Questo porta a un ulteriore, vistoso calo di visibilità del pugilato, a una riduzione degli utenti, a un ridimensionamento della popolarità.
Pagare 85 dollari negli States non è alla portata di molti, soprattutto nell’attuale periodo di recessione. E poi, anche i numeri della PPV indicano un trend negativo.
Pochi ricchi, tanti pugili che devono accontentarsi di 40.000/50.000 dollari (tra i 37.000 e i 45.000 euro) anche per un mondiale. Meno soldi per la maggior parte dei protagonisti, meno spettacoli di prima categoria per gli appassionati, meno promozione nel mondo.
Sono i grandi match a catturare l’attenzione, a divulgare il messaggio.
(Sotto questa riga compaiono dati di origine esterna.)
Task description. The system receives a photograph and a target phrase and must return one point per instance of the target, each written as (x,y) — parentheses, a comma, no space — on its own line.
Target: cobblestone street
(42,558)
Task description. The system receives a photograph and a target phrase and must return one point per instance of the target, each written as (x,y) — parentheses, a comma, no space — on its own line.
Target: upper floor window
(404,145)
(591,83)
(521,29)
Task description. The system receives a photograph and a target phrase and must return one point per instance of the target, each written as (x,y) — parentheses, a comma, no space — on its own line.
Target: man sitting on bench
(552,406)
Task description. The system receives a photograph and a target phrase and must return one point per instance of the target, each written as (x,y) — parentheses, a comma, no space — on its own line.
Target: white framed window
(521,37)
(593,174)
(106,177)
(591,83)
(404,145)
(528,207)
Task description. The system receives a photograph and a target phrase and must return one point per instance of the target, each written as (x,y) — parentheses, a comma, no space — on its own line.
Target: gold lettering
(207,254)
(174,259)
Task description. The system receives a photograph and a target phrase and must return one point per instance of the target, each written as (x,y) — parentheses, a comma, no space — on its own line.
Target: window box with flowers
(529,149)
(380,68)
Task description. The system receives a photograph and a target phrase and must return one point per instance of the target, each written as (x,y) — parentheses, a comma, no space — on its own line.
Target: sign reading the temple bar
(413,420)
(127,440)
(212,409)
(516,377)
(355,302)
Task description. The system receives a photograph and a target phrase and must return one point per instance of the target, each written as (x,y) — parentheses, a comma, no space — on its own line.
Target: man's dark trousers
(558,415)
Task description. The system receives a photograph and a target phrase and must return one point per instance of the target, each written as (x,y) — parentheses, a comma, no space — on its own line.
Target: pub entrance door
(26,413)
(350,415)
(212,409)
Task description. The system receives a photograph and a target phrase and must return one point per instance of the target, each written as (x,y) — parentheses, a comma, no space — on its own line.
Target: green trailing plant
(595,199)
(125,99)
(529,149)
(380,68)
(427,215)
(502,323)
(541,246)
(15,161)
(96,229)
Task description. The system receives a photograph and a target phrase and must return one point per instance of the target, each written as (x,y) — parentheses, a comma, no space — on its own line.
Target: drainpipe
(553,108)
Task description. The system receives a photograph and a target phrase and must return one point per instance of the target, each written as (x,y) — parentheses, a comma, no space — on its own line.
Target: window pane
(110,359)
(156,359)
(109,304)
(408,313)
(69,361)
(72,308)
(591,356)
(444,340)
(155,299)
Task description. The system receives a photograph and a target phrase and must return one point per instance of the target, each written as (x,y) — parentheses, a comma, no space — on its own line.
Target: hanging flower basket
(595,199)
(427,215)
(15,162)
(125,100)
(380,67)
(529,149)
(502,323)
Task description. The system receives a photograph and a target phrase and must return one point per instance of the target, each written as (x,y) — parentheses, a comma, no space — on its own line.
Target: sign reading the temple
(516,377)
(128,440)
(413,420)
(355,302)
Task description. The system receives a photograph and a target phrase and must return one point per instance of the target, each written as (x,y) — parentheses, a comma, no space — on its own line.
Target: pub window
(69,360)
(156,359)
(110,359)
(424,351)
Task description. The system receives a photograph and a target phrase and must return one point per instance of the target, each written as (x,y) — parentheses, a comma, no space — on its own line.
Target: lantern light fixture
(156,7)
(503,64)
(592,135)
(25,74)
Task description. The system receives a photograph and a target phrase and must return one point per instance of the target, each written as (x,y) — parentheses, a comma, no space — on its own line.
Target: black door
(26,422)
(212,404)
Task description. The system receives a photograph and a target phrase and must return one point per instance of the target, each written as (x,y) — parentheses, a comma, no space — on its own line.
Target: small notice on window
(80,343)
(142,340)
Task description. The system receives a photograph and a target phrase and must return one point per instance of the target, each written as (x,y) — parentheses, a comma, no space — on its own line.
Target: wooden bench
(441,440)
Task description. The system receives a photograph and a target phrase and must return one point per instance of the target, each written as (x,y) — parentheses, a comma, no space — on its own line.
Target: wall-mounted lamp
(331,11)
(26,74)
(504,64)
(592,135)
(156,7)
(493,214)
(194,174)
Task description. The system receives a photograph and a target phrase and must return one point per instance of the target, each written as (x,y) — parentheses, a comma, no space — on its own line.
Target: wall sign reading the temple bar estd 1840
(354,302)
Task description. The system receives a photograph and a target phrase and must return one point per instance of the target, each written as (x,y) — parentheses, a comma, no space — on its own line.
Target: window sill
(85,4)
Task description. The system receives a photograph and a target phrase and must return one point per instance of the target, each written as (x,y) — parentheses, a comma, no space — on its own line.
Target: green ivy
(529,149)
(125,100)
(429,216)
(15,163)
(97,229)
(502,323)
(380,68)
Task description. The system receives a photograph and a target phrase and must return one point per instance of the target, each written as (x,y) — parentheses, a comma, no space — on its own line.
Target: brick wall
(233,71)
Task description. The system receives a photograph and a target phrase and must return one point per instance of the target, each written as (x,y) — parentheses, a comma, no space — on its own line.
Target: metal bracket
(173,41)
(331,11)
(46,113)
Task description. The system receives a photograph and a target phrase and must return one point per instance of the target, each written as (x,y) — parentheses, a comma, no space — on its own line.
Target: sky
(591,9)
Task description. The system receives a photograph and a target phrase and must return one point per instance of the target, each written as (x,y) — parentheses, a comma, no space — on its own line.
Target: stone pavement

Se ne parla tanto, ma se ne fanno pochi, servono tanti soldi per metterli in piedi. E quei pochi che si realizzano sono diventati uno spettacolo per una minoranza di appassionati.
Pensateci un attimo. Se passeggiaste per Roma con i due protagonisti di uno dei più importanti match dell’anno, parlo di Terence Crawford ed Errol Spence jr. Quante persone pensate che li fermerebbero, che chiederebbero un autografo o una foto?
Provate a pensare alla stessa passeggiata per il centro storico con Muhammad Ali, Sugar Ray Leonard, Roberto Duran o Mike Tyson. Ecco, credo sia un buon indicatore per misurare la popolarità dello sport. E tutto porta alla stessa radice, l’ingresso in modo prepotente della PPV nella diffusione dello sport. È stato un livellatore, in basso, della promozione.